It appears we cannot know, prior to observation, that life tends towards divergence across time but we also cannot show it without assuming it first. For only then does its “evidence” become apparent. Origin asks us to take a side, to weigh instantaneous against continuous creation, to ask ourselves: which of these fits the facts better? Which one explains more of the inexplicable; which is more durable in the face of new discovery; which requires fewer caveats and relies on fewer causes?

When we put aside the circularity and press forward into the logic of evolution, Darwin’s grand argument grows on us. He berates us with many cases, many curious questions, many references to long and dry catalogues. There is no single argument which legitimizes Natural Selection. Darwin’s observations, evidence, and sometimes even experiments accumulate into something compelling. There are countless continua. In space, organisms can be linked in a line, like pigeons (1.1.29). In time, ancestor and descendant show a fine series of gradations. On the micro level, we see series in organic traits and habits, like the hives of bees (1.7.223). On the macro level, large classes only show commonality when connected in a chain, like crustaceans (1.6.186). This is only one of Darwin’s numerous arguments pursued. Like drops in a bucket, they gather, grow, and graduate into something substantial.

Maybe a calculus of creation cannot be fully pursued, maybe it can.
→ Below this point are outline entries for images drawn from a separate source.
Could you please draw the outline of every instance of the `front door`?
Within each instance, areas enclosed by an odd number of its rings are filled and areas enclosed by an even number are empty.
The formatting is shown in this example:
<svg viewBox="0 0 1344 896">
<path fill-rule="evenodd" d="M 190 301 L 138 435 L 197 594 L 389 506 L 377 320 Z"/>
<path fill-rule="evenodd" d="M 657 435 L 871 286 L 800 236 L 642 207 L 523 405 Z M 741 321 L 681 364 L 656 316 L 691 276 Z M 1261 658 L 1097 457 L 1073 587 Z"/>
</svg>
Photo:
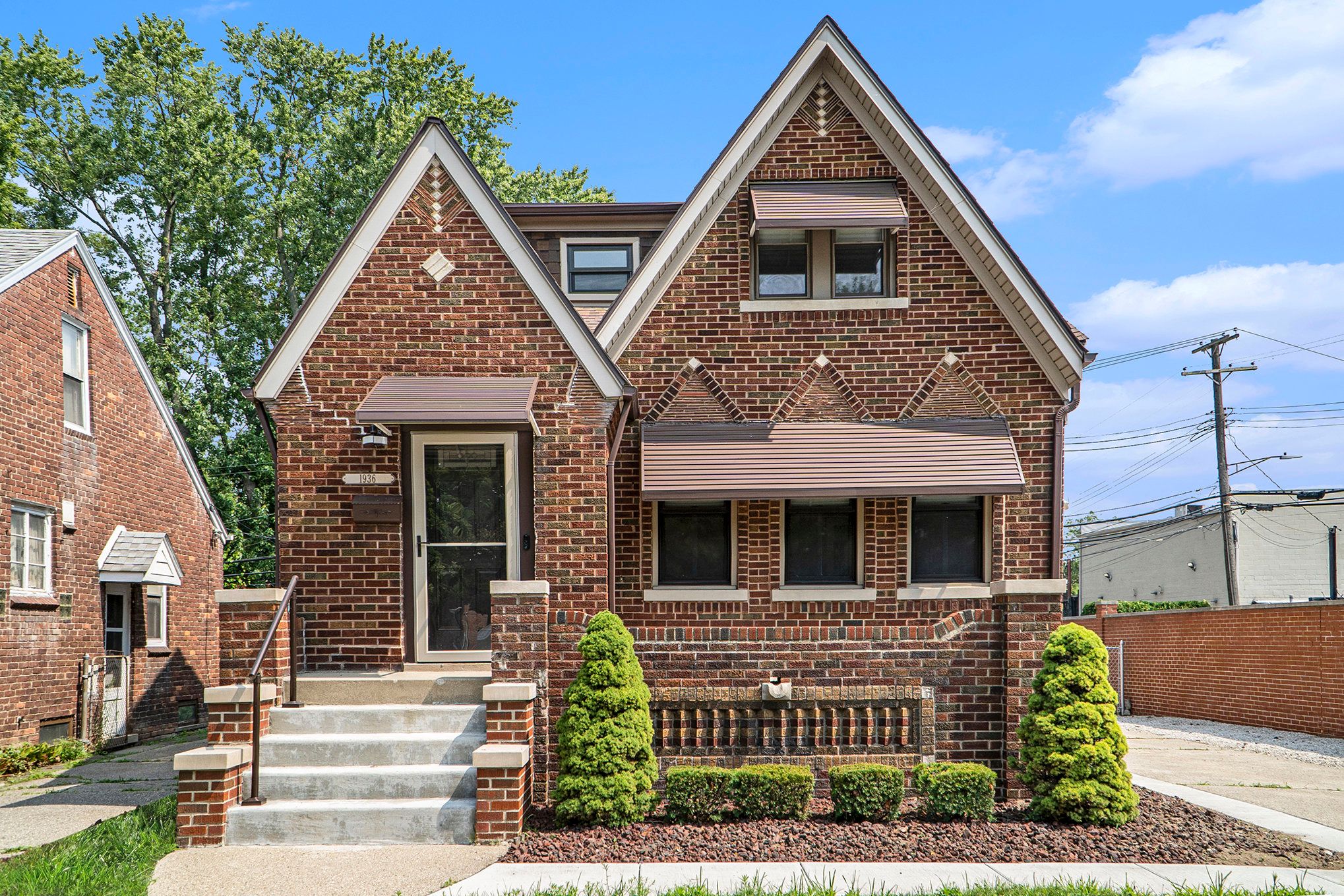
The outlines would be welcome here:
<svg viewBox="0 0 1344 896">
<path fill-rule="evenodd" d="M 516 449 L 513 433 L 411 437 L 421 662 L 491 658 L 491 582 L 519 566 Z"/>
</svg>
But outside the difficulties of difference, something else feels wrong with organic algebra. A purely mathematical analysis of evolution cannot measure up to reality. The Amazon and the Great Barrier Reef are far more than the sum of their parts; they exhibit properties which no one individual can mimic. Could we synthesize separate functions into one ultimate organic history? Must any organic function ignore the effects of interaction and interdependence?

The idea that life, forever pouring forth, could be condensed into single variables is pleasing but it may make plain our hollow conceit. Will we ever be able to analyze Nature’s power, potential, or prospects? Or does that question undermine the incomprehensibility of Her reign? We may suppose that Nature is too disordered to orchestrate this kind of dynamic creation without divine instructions or guiding functions. But are we too fixated on human-centric notions of intelligence, to see the genius beneath Her motions? Darwin asks “[h]ave we any right to assume that the Creator works by intellectual powers like those of man?” (1.6.188). Might the same be said of Nature? We may well impose a guiding figure or grasp for algebraic figures out of fear, fear that the “wild” holds within it an inexplicable kind of knowledge, one that vastly outstrips our own.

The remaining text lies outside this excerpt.